参考:デエビゴ錠 5mg 粉砕後安定性資料 エーザイ株式会社

ベルソムラ錠15mgからデエビゴ錠の切り替えはどうするか?

睡眠に対する効果として、ベルソムラ錠からデエビゴ錠の切り替えの際の用量の目安になるものはあるんだろうか?

こちらは、エーザイのホームページ

【デエビゴ】 他剤からデエビゴへの切り替え方法について教えてください。
~ 回答 ~
切り替え方法を検討したデータや、他の睡眠薬との換算用量はありません。
用法・用量通りの使用をお願いします。
なお、デエビゴに切り替え後も患者様の状態を十分観察するようお願いします。

となっています。まあ、順当な回答ですよね。メーカーとしては正しい選択だと思います。

スボレキサントやレンボレキサントをPubmedで検索するとヒットする文献は非常に少ないです。その中でも、「不眠症に対するレンボレキサントとスボレキサント:系統的レビューとネットワークメタアナリシス」があったので参考までに見てみました。

Kishi T, Nomura I, Matsuda Y, Sakuma K, Okuya M, Ikuta T, Iwata N. Lemborexant vs suvorexant for insomnia: A systematic review and network meta-analysis. J Psychiatr Res. 2020 Sep;128:68-74. doi: 10.1016/j.jpsychires.2020.05.025. Epub 2020 May 28. PMID: 32531478.
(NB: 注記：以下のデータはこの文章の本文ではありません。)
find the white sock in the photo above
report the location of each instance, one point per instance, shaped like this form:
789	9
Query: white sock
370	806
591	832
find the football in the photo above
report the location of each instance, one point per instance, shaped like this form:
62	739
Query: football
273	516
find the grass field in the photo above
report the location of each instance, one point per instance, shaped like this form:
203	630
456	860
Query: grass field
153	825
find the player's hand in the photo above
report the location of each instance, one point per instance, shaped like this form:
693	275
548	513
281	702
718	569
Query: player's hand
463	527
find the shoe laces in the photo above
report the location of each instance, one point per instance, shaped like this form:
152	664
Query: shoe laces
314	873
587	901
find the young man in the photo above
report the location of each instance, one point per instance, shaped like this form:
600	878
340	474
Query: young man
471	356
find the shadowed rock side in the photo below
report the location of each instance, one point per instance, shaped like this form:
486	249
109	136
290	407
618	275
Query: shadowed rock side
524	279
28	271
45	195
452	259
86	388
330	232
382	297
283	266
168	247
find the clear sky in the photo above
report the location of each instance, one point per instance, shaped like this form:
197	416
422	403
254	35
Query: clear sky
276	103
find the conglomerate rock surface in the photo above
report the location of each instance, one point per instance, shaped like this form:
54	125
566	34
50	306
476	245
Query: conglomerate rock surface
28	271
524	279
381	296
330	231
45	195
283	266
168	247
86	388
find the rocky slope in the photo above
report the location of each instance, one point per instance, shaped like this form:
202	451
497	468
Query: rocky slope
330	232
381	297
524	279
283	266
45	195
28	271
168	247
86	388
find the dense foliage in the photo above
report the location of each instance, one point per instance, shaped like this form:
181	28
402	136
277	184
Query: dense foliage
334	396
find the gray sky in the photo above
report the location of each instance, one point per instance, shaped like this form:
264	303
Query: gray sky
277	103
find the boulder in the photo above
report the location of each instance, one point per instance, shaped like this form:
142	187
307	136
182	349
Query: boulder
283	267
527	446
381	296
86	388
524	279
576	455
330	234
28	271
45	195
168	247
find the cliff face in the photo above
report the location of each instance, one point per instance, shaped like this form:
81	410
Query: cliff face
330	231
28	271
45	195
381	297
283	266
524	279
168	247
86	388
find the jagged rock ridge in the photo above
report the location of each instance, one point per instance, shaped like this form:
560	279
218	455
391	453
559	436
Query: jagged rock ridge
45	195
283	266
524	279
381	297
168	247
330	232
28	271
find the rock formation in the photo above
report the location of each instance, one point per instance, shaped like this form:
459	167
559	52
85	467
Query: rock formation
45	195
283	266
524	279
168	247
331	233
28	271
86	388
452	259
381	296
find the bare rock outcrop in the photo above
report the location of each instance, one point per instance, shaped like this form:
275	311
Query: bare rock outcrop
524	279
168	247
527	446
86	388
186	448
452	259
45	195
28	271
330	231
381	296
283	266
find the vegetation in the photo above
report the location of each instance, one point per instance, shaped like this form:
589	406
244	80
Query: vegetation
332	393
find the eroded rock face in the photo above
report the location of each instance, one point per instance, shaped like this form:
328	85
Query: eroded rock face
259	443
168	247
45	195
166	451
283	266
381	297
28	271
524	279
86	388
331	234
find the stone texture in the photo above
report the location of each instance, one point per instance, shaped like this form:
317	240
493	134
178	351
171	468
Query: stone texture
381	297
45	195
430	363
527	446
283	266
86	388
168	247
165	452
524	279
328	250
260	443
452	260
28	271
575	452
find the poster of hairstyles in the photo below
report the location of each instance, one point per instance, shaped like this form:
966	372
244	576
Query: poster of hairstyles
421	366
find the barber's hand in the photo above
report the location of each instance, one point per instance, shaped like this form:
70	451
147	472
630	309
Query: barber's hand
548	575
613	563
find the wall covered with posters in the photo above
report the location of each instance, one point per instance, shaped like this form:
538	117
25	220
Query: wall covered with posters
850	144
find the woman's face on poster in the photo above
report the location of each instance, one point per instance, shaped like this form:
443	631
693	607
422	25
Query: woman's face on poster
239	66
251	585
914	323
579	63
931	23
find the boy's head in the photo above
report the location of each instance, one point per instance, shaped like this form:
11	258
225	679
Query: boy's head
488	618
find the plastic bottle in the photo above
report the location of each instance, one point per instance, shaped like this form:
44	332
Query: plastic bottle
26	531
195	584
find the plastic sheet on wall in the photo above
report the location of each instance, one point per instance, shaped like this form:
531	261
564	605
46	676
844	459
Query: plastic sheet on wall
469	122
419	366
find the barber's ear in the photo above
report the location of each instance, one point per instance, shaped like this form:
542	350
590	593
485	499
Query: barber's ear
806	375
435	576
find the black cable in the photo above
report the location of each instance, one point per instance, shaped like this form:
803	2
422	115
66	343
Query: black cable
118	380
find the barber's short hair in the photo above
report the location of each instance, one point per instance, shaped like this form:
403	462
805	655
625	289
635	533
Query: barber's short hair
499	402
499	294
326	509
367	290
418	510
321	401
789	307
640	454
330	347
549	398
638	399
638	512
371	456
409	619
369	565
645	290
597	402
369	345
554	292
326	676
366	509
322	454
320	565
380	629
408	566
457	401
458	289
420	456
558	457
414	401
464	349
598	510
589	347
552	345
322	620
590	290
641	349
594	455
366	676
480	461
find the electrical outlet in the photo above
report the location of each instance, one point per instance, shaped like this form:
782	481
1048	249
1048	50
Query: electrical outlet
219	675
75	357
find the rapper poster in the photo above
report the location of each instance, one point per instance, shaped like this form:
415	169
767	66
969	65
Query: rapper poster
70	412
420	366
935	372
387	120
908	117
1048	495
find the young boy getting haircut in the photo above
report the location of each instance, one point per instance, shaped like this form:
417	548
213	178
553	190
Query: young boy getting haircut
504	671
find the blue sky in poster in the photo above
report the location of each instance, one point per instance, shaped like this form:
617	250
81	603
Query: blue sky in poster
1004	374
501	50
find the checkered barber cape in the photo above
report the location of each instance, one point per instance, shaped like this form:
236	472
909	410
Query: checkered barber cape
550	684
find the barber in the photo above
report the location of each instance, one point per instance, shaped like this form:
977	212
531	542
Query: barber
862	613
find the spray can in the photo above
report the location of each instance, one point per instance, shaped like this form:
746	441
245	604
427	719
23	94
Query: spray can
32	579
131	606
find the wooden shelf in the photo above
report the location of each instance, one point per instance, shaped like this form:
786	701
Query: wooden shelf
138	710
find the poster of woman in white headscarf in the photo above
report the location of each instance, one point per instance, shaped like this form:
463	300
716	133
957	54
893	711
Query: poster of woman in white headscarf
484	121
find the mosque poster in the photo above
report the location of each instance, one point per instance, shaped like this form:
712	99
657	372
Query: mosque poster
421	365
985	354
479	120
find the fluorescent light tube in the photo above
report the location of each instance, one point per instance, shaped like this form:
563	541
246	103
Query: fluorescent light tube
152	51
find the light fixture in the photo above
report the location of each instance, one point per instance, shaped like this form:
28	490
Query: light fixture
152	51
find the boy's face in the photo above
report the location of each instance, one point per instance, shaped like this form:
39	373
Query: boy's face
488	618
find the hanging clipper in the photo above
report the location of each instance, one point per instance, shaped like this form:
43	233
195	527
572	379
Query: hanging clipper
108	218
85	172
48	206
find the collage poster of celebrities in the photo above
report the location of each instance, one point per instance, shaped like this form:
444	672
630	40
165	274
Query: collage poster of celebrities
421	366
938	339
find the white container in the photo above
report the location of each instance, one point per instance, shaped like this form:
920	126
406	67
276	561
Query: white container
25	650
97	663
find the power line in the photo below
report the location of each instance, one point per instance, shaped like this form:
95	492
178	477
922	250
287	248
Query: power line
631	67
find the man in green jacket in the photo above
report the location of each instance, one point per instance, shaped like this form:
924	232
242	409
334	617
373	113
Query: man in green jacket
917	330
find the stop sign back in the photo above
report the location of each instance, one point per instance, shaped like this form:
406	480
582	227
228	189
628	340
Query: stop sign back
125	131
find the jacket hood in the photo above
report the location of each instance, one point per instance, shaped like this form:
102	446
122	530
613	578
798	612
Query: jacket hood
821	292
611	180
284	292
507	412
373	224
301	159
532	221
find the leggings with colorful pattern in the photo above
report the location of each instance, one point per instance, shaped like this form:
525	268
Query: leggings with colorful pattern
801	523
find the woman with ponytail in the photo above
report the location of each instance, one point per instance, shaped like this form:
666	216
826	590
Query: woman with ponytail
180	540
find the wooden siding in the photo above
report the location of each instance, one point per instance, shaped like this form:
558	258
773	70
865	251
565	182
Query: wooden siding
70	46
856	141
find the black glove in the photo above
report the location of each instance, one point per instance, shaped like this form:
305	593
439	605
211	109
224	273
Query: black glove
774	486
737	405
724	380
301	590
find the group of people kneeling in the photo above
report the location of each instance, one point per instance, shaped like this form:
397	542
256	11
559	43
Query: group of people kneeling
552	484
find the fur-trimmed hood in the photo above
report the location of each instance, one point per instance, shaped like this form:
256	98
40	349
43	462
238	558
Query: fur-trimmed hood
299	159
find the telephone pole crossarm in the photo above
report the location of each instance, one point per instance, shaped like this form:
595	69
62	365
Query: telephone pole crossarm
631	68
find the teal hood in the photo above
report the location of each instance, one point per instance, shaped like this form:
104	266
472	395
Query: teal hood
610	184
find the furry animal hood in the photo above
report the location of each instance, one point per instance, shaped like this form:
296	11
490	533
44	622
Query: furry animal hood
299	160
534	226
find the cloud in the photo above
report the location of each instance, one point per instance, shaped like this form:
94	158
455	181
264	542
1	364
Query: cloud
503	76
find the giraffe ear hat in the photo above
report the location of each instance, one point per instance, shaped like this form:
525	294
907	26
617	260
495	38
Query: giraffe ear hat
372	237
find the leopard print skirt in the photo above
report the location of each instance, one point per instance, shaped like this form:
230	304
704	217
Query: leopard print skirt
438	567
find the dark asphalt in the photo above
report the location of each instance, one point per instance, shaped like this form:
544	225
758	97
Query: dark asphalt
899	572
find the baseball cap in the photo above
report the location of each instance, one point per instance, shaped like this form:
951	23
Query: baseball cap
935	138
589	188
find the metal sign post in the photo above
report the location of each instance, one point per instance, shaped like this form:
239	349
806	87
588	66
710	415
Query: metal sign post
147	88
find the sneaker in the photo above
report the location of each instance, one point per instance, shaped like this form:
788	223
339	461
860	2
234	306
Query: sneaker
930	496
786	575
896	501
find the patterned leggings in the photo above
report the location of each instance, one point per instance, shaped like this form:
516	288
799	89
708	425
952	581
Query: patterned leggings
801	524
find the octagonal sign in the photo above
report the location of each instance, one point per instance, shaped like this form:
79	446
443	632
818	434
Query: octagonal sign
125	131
異質性の認められなかった主要評価項目である1週間目の
・sTSO(主観的睡眠潜時(subjective time to sleep onset))
・sTST(主観的睡眠時間(subjective total sleep time))
・sWASO(主観的睡眠後中途覚醒時間(subjective wake after sleep onset))
から考えると、
レンボレキサント10mg > レンボレキサント5mg ≧ スボレキサント15/20mg

といった感じでしょうか(あくまで短期間での評価です)。いずれにしても、文献中でもレンボレキサントの投与は忍容性が認められた5mgから開始すべきであるとまとめられていますし、エーザイのホームページでも添付文書の用法どおりの使用が推奨されているため、5mgスタートがベストでしょう。

まとめ

今回のような「ベルソムラ錠15mg 粉砕指示」が来た場合には、特にこだわりがなければ、「デエビゴ錠5mg 粉砕指示」への処方変更提案を行うのがベストではないでしょうか。

一包化希望の患者さんにも同様のことが言える気がします。